Jean-Louis and Veronique Courjault were respected members of a small community of French expatriates in South Korea. He worked in Seoul as an engineer for an American company. She was a dedicated volunteer at a local kindergarten.
But the couple's stellar reputation was shattered this July after Courjault said he returned home to Seoul from a vacation in France and made a gruesome discovery. He said when he opened the freezer in his kitchen, he found the frozen bodies of two babies, stuffed in plastic bags.
Courjault called the police and agreed to be interviewed. But before Korean authorities could finish their investigation, the Courjaults flew to France and have vowed never to return to Korea.
The South Koreans conducted their investigation and reportedly concluded that the babies' DNA was similar to that of Courjault's. The French expatriates, however, deny that allegation, and South Korean and French authorities have been arguing over a possible prosecution ever since.
So far, the French government has refused to help the Koreans. "We have no evidence against the Courjaults," Nicolas de Lacoste, spokesman for the French Ministry of Foreign Affairs, said in a telephone interview.
The Courjaults "are only witnesses in this case," added the couple's lawyer Marc Morin.
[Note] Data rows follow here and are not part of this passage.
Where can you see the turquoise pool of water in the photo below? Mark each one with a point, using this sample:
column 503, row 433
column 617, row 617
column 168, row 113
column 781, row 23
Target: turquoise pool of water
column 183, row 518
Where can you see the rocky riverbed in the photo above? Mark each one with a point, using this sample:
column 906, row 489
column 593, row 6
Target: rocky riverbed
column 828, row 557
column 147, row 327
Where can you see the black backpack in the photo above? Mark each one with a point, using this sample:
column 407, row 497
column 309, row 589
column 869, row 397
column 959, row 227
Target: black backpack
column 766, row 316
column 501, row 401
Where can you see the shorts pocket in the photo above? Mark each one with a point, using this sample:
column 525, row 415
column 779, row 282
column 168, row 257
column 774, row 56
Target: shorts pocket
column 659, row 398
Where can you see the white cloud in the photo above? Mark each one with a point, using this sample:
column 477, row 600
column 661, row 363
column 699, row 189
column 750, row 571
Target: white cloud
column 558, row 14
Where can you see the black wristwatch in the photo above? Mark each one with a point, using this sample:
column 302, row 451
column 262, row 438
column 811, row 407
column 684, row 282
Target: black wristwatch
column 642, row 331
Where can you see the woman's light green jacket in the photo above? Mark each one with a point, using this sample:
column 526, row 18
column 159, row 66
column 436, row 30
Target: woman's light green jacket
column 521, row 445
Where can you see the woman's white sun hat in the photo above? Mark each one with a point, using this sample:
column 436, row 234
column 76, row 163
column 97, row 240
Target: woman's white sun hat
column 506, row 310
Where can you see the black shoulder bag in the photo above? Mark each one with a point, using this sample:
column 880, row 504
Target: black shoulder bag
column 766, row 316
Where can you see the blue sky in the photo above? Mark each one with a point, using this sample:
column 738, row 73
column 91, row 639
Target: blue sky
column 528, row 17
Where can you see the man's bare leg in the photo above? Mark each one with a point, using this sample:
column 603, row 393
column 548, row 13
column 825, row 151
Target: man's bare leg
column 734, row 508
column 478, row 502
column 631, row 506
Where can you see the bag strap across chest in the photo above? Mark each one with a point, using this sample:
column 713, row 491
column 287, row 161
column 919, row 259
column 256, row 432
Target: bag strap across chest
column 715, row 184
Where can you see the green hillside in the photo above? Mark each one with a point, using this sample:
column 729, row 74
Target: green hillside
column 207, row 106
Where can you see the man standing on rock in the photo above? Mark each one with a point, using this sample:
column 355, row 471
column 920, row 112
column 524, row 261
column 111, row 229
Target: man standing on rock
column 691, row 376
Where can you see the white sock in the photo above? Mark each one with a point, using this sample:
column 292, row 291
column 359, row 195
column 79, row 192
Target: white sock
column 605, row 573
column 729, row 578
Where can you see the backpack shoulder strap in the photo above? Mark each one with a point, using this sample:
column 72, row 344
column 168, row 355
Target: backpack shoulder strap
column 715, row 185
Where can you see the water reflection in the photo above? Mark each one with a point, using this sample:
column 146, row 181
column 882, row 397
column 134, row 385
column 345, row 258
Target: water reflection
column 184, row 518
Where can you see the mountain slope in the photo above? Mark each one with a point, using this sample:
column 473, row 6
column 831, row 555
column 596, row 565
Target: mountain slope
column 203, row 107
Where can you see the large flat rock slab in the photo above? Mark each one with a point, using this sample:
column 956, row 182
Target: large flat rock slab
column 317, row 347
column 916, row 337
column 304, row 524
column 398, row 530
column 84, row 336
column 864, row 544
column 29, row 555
Sylvie Pantz, deputy general prosecutor of the Orleans Tribunal in France, and in charge of the investigation, denounced the South Korean methods. "The Korean police had the bad taste to denounce Mr. Courjault before the investigation's result was known," she said.
South Korean papers jumped on the story, accusing the French couple of suspicious behavior. "In this case, there are some xenophobic elements and a media harassment against the Courjaults," said Morin. "The couple have no reason to come back to Korea."
The French justice system "is competent for crimes committed abroad," said Guillaume Didier, spokesman for the French Ministry of Justice. If found guilty, the couple could get life sentences in France.
The Korean investigation, conducted by a respected scientist, reportedly concluded that the couple were the parents of the frozen babies. But the Courjault's lawyer said this investigation has no legal value in France. He also questioned the accuracy of the DNA test, arguing that no samples had been taken from Veronique Courjault, the mother of two children, ages 9 and 11.
In addition, she underwent a hysterectomy in December 2003. The couple reportedly changed apartments between August 2002 and December 2003. If the babies belonged to the Courjaults, this means they would have been kept frozen for four years and moved from one freezer to another during the move.
But on the French side, not everyone is willing to defend the couple blindly. Some say there is no reason to cast doubt on the accuracy of the Korean investigation. "There is no distrust against the Korean justice," said Didier. "But we need to secure the procedure."
French authorities are conducting their own investigation in Tour, which is where the couple now lives. The Koreans reportedly sent the results of their investigation to France, along with DNA samples. But Pantz says she has not received the report, or the evidence.
Pantz also wondered why Mr. Courjault would call police if he was guilty of the murder of the babies. "The Courjaults may well be the parents, but the children may have been killed by somebody else -- we have no idea."